Iran worries that any sanctions relief could easily be reimposed thanks to anti-Iran, pro-sanction sentiment in Congress. Still, the US side has also compromised, for example on "breakout capacity" – the time it would take Iran or any country to get enough nuclear material for a bomb once it decided to do so. The US has shifted from pushing for a years-long time frame to just one year.

Likewise, Iran currently has 19,000 installed centrifuges, though nearly half have never been used. The P5+1 wanted that figure slashed to a token few hundred – a position unacceptable to Iran, which insists that it must fuel its own still-unbuilt reactors. Compromise figures now range from 4,000 to 8,000 centrifuges.

From a nonproliferation perspective, Iran’s enrichment capacity is already small, and relies on outdated, 1970s-era designs. By one count, if all of Iran’s installed centrifuges produced at maximum output for a year – utilizing twice as many as are operating now – they would still only produce what the European nuclear fuel company Urenco yields in five hours.

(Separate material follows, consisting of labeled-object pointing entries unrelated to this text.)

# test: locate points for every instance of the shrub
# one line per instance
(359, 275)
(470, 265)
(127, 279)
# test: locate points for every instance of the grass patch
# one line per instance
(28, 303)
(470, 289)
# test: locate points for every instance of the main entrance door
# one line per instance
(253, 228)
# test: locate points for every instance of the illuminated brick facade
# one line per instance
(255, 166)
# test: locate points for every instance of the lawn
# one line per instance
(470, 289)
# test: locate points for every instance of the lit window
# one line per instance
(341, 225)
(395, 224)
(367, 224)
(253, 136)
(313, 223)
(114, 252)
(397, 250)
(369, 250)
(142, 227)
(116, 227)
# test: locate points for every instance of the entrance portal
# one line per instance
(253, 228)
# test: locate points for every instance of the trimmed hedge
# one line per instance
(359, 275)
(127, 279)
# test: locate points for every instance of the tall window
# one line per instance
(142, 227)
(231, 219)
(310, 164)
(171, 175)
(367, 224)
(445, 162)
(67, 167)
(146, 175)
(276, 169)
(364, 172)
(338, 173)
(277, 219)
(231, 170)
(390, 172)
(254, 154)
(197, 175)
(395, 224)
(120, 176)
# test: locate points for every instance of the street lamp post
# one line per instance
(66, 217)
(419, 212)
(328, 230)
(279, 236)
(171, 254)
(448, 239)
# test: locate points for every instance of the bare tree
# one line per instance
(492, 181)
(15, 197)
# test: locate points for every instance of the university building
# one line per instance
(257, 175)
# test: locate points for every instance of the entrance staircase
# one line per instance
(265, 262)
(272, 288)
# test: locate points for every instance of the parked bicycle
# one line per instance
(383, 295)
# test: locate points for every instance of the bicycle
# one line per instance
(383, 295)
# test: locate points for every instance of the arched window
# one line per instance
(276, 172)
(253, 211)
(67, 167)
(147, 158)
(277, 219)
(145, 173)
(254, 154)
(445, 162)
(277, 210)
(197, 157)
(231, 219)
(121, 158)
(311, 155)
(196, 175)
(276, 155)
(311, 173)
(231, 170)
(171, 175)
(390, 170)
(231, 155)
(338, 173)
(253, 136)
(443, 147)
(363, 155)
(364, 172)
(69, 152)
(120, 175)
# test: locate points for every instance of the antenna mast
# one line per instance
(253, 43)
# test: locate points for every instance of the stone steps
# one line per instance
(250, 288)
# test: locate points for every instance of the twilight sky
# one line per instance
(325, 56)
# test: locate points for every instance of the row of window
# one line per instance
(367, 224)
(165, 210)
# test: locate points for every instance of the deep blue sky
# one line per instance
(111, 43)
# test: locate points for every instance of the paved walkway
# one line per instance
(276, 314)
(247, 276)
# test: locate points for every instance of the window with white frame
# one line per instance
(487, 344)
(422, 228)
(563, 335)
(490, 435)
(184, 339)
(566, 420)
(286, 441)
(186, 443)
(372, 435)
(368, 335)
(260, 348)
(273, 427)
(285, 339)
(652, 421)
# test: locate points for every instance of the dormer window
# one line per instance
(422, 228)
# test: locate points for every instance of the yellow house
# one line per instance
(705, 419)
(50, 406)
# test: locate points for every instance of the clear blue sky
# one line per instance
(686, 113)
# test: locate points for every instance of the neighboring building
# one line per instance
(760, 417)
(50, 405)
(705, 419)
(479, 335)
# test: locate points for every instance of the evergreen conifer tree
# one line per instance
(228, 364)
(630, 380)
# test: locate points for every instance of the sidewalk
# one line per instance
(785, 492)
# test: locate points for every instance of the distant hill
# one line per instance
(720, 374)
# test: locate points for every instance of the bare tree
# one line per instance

“There is no logic to the parties’ positions on anything, because it’s all about optics and politics,” says Ali Vaez, the senior Iran analyst for the Brussels-based International Crisis Group. “Would one consider 10,000 centrifuges that are under constant monitoring of the IAEA [the UN’s nuclear watchdog agency] a threat to world peace? Absolutely not. What is the use of 10,000 centrifuges operating? Absolutely nothing,” says Mr. Vaez.

“Then turn the table and talk about sanctions. Nothing is totally irreversible. Imagine that Congress lifted sanctions; they could re-impose them in a year based on another pretext like Iran’s role in Syria, or human rights,” says Vaez.

Another problem is more strategic, and requires a diplomatic shift.

“When you talk to the parties, you see they have invested so much in their own respective leverage, that now they are really reluctant to give it away,” says Vaez.

“If you talk to the Americans, they say, ‘It took us eight years to put these sanctions together, and now if we give it away – we can’t get it back,' ” he says. “And the Iranians say the same thing: ‘We have paid such a high price, even for these 9,400 operating centrifuges, that we just can’t give it away for a promise that could turn out to be a mirage.' ”

Nevertheless, the diplomatic flurry may yield at least a framework agreement, if not a completed comprehensive deal, by the Nov. 24 deadline.

“This is very serious, in the weeds, granular detail. It’s not just, ‘How many centrifuges?’” says NIAC’s Marashi of the talks. “You’re talking about literally writing different drafts of what a deal would look like, depending on how different pieces would move, living and breathing documents with different colored pens and highlighters … I never thought it would get this far.”